Como é construída a autopercepção de pessoas socialmente diversas
A partir de depoimentos, dissertação de mestrado procura entender os efeitos psicológicos e sociais do racismo, da transfobia e de outros preconceitos
Espelhos inversos: os constructos da autoimagem, autoconceito e autoestima sob os olhos da diversidade social no Brasil é o título da dissertação defendida por Sérgio Felix da Silva junto ao Programa de Pós-Graduação em Humanidades, Direitos e Outras Legitimidades (PPGHDL) da Faculdade de Letras, Filosofia e Ciências Humanas (FFLCH) da USP no final de 2023. O trabalho foi orientado por Reinaldo Miranda de Sá Teles, professor do Departamento de Relações Públicas, Propaganda e Turismo (CRP) da ECA.
Formado em Psicologia, Sérgio realizou estudo sobre como a diversidade social de cada indivíduo é percebida por ele próprio e afeta a sua autoestima, o seu autoconceito e a sua autoimagem, além de analisar os efeitos da discriminação e da desigualdade sobre tais conceitos.
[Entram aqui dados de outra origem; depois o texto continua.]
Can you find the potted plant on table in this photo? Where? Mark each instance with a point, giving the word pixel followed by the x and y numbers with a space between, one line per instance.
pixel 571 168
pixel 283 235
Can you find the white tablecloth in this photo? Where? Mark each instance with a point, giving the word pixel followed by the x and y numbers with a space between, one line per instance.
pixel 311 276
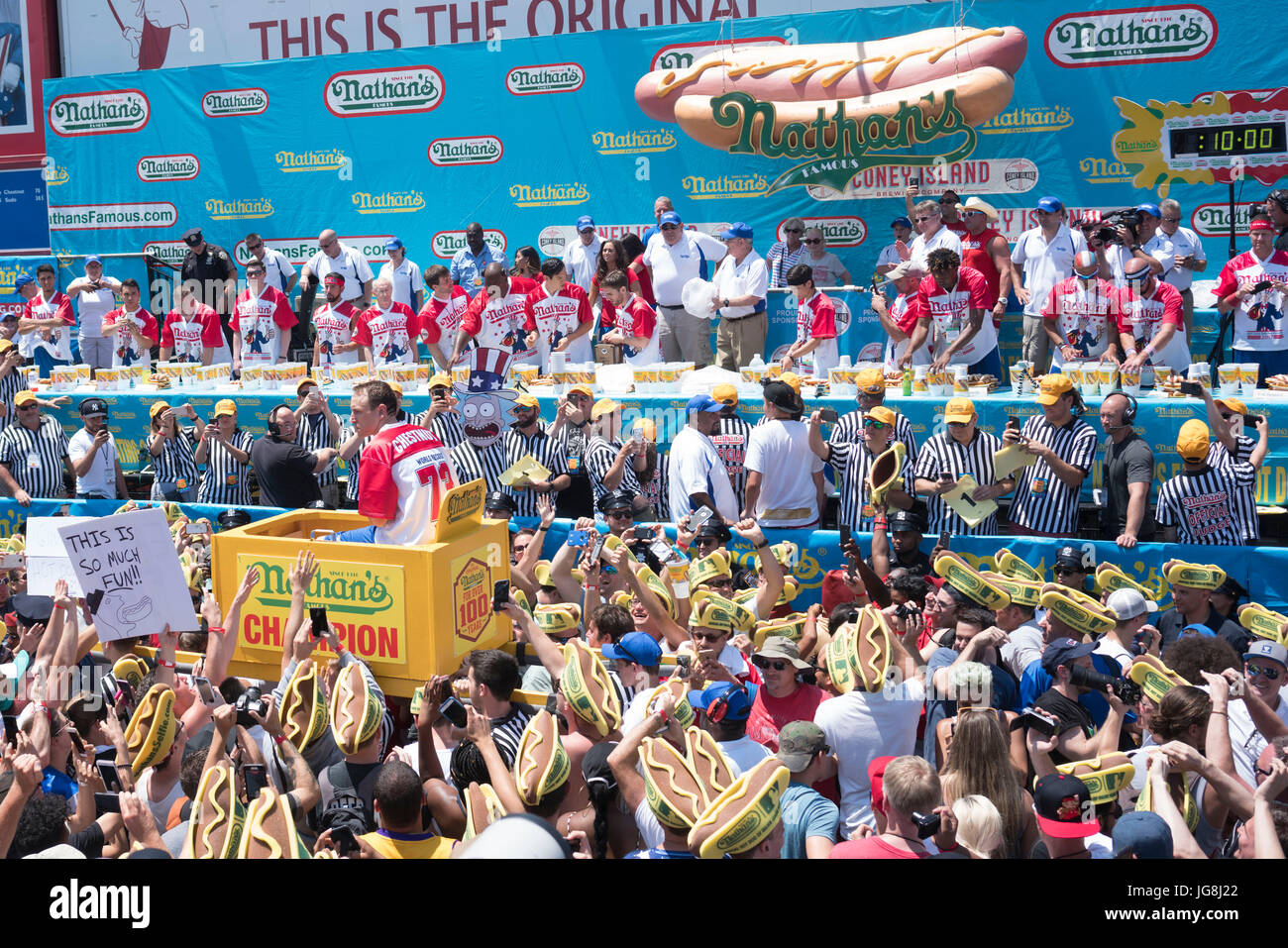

O pesquisador usa a metáfora dos espelhos inversos para expressar “como qualquer pessoa que se diferencia da norma, do normal, dentro de uma sociedade fundamentalmente excludente e preconceituosa e discriminante, se vê no espelho”. Ou seja, como as pessoas que sofrem preconceitos e marginalização por serem diferentes do padrão social se vêem e se sentem em relação a si mesmas e à sociedade.
Como nos percebemos diante do mundo?
Os três conceitos discutidos na pesquisa são a autoestima, a autoimagem e o autoconceito. São conceitos-chave utilizados pelo pesquisador para responder à seguinte pergunta: como a sociedade influencia na forma que cada pessoa constrói a sua identidade?
O orientador da dissertação explica que a autoestima diz respeito às avaliações que o sujeito faz sobre si mesmo. De acordo com o docente, é o quanto uma pessoa se considera capaz, importante e valiosa e isso “pode traduzir como ela reivindica seu espaço no mundo”.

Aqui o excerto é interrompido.